For instance, Vivtone says its $500 Pro20 model is FDA-cleared and "medical grade" but then refers to the product as both a "hearing aid" and "hearing amplifier" on its Amazon product page and its website, the latter of which includes typos like "me_di_cal-grade." (A quick search of the FDA website did not turn up any search results for Vivtone Pro20 or Vivtone, but the Bose SoundControl Hearing Aids are there.) Previously, Bose dabbled in hearing amplification with its experimental $500 Hearphones, which were discontinued in 2020. 

Bose's SoundControl Hearing Aids look similar to other behind-the-ear, receiver-in-canal designed hearing aids and come with three sizes of open and closed dome eartips. Bose says each hearing aid weighs 3 grams and contains two microphones, one tiny speaker and a standard 312 zinc-air battery. A battery lasts up to four days when used for 14 hours a day and eight batteries are included in total. They're water-resistant "to survive light exposure to rain or water."


The hearing aids in their included case.


Bose says the CustomTune technology that's incorporated into the Bose Hear app offers hundreds of options for fine-tuning from just two simple controls: "World Volume can be turned up to amplify quiet sounds more than loud ones so listening is more comfortable, while Treble/Bass can adjust tone to accentuate or diminish certain vocal frequencies."

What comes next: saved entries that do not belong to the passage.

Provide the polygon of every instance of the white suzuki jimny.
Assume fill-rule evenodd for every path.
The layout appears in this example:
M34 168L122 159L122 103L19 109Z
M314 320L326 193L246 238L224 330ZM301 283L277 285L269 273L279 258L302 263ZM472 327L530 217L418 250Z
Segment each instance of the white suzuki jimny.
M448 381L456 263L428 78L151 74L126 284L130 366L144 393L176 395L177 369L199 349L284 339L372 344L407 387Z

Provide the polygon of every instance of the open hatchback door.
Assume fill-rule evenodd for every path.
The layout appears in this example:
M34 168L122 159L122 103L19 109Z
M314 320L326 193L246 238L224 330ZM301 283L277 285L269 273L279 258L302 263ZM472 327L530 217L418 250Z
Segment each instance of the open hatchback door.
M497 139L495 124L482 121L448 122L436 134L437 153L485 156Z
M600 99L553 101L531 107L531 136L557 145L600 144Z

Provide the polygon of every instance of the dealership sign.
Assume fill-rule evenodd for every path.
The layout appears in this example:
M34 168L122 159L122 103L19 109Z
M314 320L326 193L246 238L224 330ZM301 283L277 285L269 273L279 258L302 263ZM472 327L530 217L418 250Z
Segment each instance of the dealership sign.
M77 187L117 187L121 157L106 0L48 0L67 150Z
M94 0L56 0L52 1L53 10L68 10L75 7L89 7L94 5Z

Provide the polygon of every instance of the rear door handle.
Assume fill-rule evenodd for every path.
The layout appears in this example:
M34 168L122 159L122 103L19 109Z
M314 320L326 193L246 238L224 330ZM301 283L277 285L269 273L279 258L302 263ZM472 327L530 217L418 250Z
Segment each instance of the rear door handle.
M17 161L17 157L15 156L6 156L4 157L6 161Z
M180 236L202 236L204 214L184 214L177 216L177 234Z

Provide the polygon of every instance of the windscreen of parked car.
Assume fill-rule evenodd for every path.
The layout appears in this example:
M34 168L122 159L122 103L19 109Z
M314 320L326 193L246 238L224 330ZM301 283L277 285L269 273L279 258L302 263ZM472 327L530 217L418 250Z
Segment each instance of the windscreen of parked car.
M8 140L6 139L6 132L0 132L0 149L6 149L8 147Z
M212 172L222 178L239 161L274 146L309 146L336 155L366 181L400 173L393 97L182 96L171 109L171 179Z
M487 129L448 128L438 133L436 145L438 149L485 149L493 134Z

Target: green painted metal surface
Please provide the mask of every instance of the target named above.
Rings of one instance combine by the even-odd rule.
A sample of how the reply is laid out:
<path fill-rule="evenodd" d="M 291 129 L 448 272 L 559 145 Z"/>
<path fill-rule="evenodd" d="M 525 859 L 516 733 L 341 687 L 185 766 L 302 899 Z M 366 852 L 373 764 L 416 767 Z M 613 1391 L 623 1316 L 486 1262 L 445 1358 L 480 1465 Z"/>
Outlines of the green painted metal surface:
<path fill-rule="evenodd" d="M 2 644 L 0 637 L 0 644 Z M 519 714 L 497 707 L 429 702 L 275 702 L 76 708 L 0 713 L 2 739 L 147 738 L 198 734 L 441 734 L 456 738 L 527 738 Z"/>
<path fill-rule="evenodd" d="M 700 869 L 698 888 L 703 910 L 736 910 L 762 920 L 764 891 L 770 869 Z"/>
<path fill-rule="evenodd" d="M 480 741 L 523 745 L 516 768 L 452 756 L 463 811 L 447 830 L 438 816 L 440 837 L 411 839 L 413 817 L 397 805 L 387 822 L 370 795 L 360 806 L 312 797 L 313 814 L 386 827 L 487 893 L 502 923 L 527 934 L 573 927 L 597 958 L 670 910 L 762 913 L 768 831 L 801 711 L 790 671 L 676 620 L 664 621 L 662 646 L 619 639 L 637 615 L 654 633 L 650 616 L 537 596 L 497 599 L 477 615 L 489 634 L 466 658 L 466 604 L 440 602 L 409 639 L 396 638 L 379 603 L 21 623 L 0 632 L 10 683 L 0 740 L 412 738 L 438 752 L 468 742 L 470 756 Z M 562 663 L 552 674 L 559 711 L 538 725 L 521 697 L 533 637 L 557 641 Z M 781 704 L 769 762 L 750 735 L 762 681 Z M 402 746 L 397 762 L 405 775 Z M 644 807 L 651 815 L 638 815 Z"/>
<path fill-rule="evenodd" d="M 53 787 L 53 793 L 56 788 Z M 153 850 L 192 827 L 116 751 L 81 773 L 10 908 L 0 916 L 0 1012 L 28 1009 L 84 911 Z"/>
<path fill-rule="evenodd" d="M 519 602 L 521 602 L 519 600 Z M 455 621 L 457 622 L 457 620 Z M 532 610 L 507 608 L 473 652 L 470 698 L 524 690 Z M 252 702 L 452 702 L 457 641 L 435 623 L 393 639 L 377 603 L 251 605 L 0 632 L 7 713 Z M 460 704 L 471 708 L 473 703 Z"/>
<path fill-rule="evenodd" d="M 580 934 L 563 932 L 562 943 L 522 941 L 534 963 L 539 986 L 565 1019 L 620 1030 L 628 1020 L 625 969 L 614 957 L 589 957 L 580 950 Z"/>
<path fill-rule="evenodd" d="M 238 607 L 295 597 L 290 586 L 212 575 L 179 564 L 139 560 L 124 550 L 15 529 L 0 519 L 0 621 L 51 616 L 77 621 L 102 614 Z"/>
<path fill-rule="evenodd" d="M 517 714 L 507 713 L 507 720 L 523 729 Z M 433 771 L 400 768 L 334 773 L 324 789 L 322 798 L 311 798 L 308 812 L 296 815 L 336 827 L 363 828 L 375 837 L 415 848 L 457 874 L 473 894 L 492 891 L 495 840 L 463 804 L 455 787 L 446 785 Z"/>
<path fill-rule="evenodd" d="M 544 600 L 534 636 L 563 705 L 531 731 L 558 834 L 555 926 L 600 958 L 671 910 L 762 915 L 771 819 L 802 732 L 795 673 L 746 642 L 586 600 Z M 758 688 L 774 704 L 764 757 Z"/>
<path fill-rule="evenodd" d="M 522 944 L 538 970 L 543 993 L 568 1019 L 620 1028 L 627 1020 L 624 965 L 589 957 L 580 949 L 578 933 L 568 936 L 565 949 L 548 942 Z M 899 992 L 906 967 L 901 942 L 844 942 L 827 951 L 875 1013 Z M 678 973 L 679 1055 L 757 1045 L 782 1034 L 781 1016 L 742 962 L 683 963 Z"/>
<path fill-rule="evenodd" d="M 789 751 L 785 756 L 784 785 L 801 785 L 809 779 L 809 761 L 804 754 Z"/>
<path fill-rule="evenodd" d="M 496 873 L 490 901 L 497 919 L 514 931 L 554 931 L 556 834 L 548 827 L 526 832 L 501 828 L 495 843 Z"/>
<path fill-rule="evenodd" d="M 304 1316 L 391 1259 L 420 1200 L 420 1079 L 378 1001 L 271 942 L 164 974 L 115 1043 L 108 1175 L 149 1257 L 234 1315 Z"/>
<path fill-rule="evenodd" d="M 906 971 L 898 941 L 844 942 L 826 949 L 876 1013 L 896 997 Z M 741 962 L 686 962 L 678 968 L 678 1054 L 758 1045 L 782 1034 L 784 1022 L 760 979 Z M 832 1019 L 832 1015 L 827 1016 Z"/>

A Focus feature allows you to focus on sound that's directly in front of you (for restaurant conversations, for example) and presets for activities and places can be named and stored in Modes for easy retrieval. Directional audio features are pretty standard on medical-grade hearing aids, many of which now have companion apps for iOS and Android to customize your settings, although they still require an audiologist for initial tuning. 


The Bose Hear app.


The SoundControl Hearing Aids come with a 90-day risk-free trial as well as dedicated support, including one-on-one video appointments with Bose Hear Product Experts to get personalized help and guidance. Note that at launch they will initially be available in five states -- Massachusetts, Montana, North Carolina, South Carolina and Texas -- with nationwide availability to follow. They are eligible for FSA and HSA reimbursement.